Some via Facebook, some via WhatsApp. Nowadays, it’s not hard to get a minister’s cell phone number, (laughs)... Usually, I read them before the midnight prayer and responded one by one. It took almost an hour sometimes.
How extensively did the ministry carry out the dissemination process?
We issued the ministerial regulation No. 51/2018 December last year, well ahead of the new student enrolment time in June. We believed that six months would give us enough time to get the public acquainted with the system. In fact, even before December, we already had meetings with education departments across Indonesia to prepare the regulation including establishing the zones.
So, the confusion around the student enrollment is caused by the unpreparedness of the regional governments?
The majority were ready. Just a few were not.
What hindered those who were not ready?
We invited them to meetings in Jakarta during the period December-June. We also traveled to the regions. But the attendees were different every time. To one meeting, a department head came and another person came to the next meeting. I’m quite sure that the attendees did not share the meeting results with others. That situation greatly influenced their understanding (of the regulation). So, it’s kind of disorganized, (laughs)... But there are regions which do have problems, for example, politics. I know many interests were upset by this policy. For example, certain schools reserved seat quota for certain people. They can no longer do that now.

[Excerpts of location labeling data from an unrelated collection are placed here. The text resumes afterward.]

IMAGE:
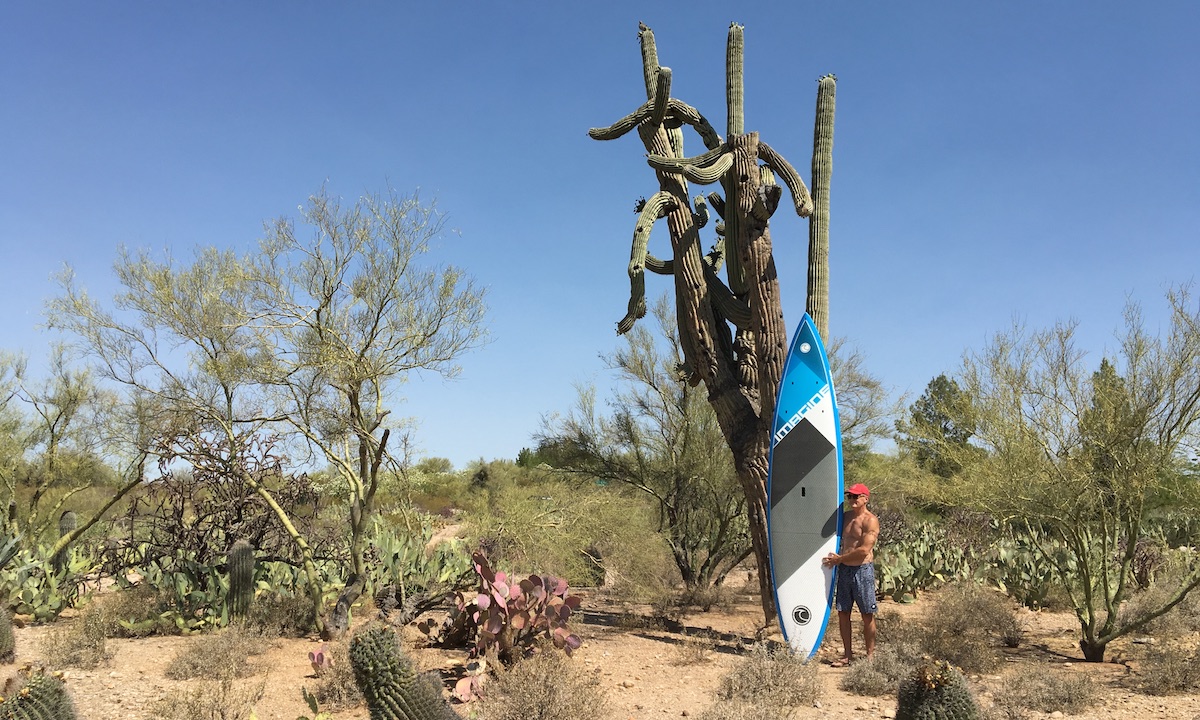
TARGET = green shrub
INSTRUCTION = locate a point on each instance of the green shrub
(546, 685)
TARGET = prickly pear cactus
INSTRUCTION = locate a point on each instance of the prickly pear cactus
(7, 640)
(936, 691)
(390, 684)
(241, 579)
(36, 695)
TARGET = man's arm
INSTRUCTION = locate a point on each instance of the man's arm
(857, 555)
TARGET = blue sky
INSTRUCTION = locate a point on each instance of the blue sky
(1029, 160)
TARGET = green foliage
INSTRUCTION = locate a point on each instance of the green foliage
(939, 427)
(7, 637)
(545, 687)
(37, 696)
(241, 579)
(390, 684)
(936, 691)
(406, 575)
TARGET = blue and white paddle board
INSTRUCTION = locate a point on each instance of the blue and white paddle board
(804, 491)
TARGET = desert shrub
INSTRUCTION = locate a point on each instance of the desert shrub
(279, 615)
(544, 687)
(1169, 670)
(81, 643)
(964, 625)
(695, 647)
(336, 689)
(213, 700)
(882, 672)
(773, 678)
(742, 711)
(1042, 691)
(217, 655)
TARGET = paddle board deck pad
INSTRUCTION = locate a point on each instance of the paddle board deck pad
(804, 490)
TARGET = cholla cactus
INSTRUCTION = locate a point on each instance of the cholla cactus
(936, 691)
(389, 683)
(35, 695)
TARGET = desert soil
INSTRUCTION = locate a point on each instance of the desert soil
(647, 671)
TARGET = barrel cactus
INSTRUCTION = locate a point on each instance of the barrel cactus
(241, 579)
(936, 691)
(36, 696)
(7, 640)
(389, 683)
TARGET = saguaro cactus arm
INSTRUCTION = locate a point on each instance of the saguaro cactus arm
(784, 169)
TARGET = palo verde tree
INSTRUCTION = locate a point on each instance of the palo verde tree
(731, 333)
(1083, 457)
(352, 313)
(664, 442)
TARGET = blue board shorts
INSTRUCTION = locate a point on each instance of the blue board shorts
(856, 586)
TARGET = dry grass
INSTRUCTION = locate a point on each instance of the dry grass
(546, 687)
(772, 678)
(81, 642)
(221, 654)
(215, 700)
(1043, 693)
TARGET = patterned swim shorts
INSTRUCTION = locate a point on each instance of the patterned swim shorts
(856, 585)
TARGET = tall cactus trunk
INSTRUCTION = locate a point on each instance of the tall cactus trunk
(817, 303)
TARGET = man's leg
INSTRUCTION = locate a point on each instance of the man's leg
(869, 633)
(847, 635)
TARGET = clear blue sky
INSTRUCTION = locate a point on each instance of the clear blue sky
(991, 160)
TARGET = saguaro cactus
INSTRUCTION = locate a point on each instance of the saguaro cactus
(732, 333)
(390, 685)
(67, 523)
(241, 579)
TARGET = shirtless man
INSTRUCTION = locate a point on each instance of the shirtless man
(856, 574)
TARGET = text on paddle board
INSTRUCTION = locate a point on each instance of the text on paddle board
(799, 414)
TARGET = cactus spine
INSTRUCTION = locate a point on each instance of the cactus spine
(241, 579)
(936, 691)
(7, 639)
(42, 697)
(817, 304)
(389, 683)
(67, 525)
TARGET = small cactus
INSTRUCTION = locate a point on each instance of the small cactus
(390, 684)
(936, 691)
(7, 640)
(67, 523)
(36, 695)
(241, 579)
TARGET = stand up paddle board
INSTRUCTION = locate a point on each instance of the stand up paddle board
(804, 490)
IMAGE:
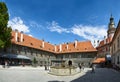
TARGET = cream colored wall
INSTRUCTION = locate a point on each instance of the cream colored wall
(116, 52)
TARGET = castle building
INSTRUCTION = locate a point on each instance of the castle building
(104, 45)
(26, 48)
(115, 47)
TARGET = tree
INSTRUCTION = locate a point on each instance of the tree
(34, 61)
(5, 32)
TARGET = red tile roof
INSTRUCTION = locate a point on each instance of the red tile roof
(106, 41)
(99, 60)
(29, 41)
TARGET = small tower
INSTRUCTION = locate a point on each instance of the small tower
(111, 28)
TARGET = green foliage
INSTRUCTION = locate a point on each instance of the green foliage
(5, 32)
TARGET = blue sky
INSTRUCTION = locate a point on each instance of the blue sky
(59, 21)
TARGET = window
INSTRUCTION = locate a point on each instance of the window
(31, 43)
(18, 39)
(118, 42)
(117, 59)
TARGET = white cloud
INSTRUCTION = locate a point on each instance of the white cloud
(89, 32)
(17, 23)
(54, 27)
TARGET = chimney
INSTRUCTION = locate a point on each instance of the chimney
(16, 35)
(76, 43)
(43, 44)
(67, 46)
(104, 39)
(21, 36)
(60, 47)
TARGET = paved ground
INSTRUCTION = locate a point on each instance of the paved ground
(29, 74)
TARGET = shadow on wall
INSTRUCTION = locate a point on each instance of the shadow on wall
(56, 81)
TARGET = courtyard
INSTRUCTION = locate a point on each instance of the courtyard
(38, 74)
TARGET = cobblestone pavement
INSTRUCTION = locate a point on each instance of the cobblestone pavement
(29, 74)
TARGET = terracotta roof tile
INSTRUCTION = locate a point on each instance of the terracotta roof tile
(29, 41)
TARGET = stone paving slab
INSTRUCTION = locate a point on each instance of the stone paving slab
(30, 74)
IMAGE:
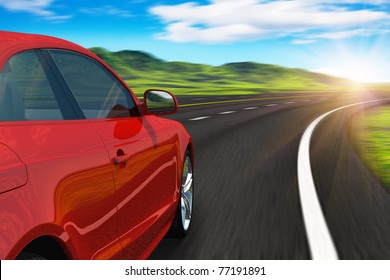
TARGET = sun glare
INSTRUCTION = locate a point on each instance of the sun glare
(365, 61)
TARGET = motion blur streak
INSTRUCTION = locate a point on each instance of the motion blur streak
(320, 241)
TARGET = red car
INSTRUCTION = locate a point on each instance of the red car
(87, 171)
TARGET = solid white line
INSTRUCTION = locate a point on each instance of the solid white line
(226, 113)
(250, 108)
(319, 238)
(199, 118)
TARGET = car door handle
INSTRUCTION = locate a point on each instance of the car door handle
(121, 159)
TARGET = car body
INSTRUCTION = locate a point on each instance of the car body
(87, 170)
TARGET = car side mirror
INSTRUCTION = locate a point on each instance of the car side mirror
(159, 102)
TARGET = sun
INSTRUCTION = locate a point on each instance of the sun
(361, 63)
(358, 69)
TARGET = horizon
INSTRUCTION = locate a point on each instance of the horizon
(347, 39)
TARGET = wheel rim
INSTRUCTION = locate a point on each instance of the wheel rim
(187, 191)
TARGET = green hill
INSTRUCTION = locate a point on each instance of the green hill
(142, 71)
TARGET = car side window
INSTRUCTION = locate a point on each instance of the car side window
(97, 91)
(25, 91)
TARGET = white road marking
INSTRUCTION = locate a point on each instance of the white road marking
(250, 108)
(199, 118)
(227, 112)
(320, 241)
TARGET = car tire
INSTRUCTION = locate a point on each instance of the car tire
(182, 221)
(29, 256)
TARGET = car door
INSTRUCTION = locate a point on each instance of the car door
(142, 154)
(70, 182)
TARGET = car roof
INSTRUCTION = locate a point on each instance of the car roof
(13, 42)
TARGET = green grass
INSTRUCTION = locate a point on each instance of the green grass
(143, 71)
(374, 142)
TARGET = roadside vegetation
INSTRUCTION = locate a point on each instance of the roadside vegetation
(143, 71)
(374, 142)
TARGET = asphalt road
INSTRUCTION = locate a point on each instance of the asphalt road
(246, 188)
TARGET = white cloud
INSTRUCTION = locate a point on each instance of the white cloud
(36, 7)
(303, 41)
(233, 20)
(106, 10)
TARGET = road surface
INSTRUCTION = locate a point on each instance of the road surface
(247, 203)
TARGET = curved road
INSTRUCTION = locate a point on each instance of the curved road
(247, 200)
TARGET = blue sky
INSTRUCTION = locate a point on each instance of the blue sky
(345, 38)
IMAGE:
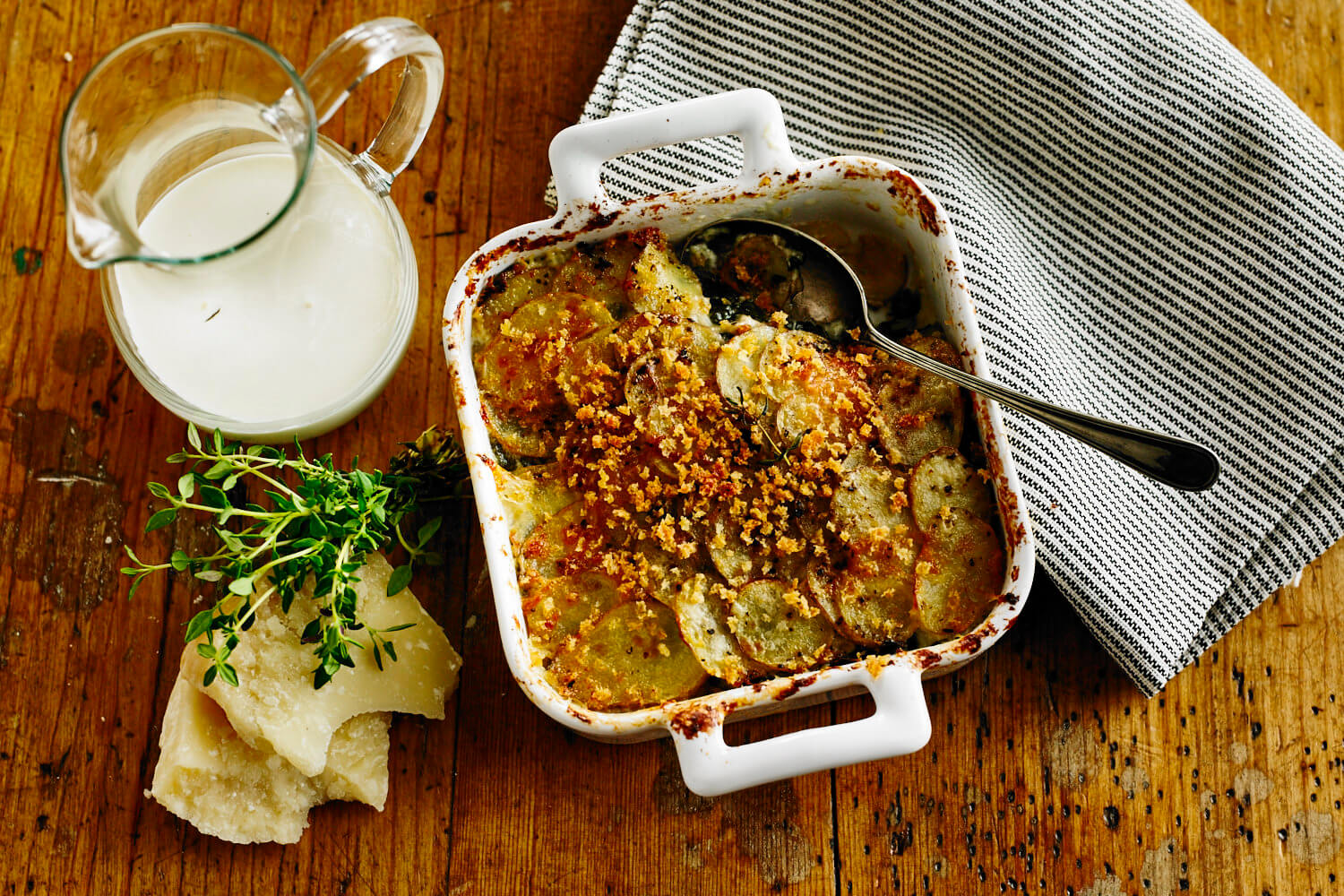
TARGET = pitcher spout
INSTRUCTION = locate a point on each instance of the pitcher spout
(97, 242)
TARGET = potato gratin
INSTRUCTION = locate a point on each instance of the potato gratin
(701, 495)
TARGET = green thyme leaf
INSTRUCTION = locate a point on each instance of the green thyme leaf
(314, 530)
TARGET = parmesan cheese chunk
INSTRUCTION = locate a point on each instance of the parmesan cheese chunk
(274, 707)
(209, 777)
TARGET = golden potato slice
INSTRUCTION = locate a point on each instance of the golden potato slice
(599, 271)
(788, 363)
(521, 284)
(921, 411)
(738, 370)
(559, 608)
(870, 595)
(516, 371)
(561, 544)
(959, 573)
(779, 626)
(589, 373)
(663, 386)
(741, 560)
(515, 438)
(871, 501)
(702, 613)
(530, 495)
(736, 560)
(814, 392)
(943, 478)
(661, 285)
(633, 657)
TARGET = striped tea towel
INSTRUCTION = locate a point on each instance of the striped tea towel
(1150, 233)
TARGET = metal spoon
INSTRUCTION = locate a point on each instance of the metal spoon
(832, 297)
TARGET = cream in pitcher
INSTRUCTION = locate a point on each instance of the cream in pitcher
(255, 274)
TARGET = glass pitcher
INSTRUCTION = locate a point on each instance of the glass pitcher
(255, 276)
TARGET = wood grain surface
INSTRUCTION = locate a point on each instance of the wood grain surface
(1047, 771)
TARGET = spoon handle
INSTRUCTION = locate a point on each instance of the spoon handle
(1177, 462)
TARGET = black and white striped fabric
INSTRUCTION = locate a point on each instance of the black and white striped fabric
(1150, 231)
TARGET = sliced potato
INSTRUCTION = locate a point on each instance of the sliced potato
(739, 560)
(702, 613)
(943, 478)
(779, 626)
(559, 608)
(530, 495)
(870, 595)
(788, 363)
(599, 273)
(870, 500)
(561, 544)
(661, 386)
(661, 285)
(589, 374)
(959, 573)
(513, 437)
(738, 370)
(516, 371)
(521, 284)
(633, 657)
(921, 411)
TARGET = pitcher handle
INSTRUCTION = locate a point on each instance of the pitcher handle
(358, 54)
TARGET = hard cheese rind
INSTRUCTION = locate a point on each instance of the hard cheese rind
(211, 778)
(274, 705)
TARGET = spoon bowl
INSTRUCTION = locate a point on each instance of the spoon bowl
(817, 289)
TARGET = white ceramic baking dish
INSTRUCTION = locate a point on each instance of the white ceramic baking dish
(859, 193)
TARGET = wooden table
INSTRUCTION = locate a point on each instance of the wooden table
(1047, 771)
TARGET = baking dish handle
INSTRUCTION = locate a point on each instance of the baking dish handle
(900, 726)
(578, 152)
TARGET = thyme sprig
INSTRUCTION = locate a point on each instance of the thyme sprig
(769, 452)
(317, 527)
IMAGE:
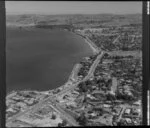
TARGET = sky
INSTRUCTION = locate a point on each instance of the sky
(72, 7)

Why are some regions allowed to implement a different system, for example, the Jakarta provincial administration, which still uses the national exam result as the primary criterion?
I have issued a warning because their discretion has deviated too far from the regulation. I also found irregularities during my visit to one of the vocational high schools in the Thousand Islands. A parent complained that his kid was not accepted but many people from the mainland were looking for boarding houses for their children. So, I called Pak Governor (Anies Baswedan) and asked that island kids be given first priority.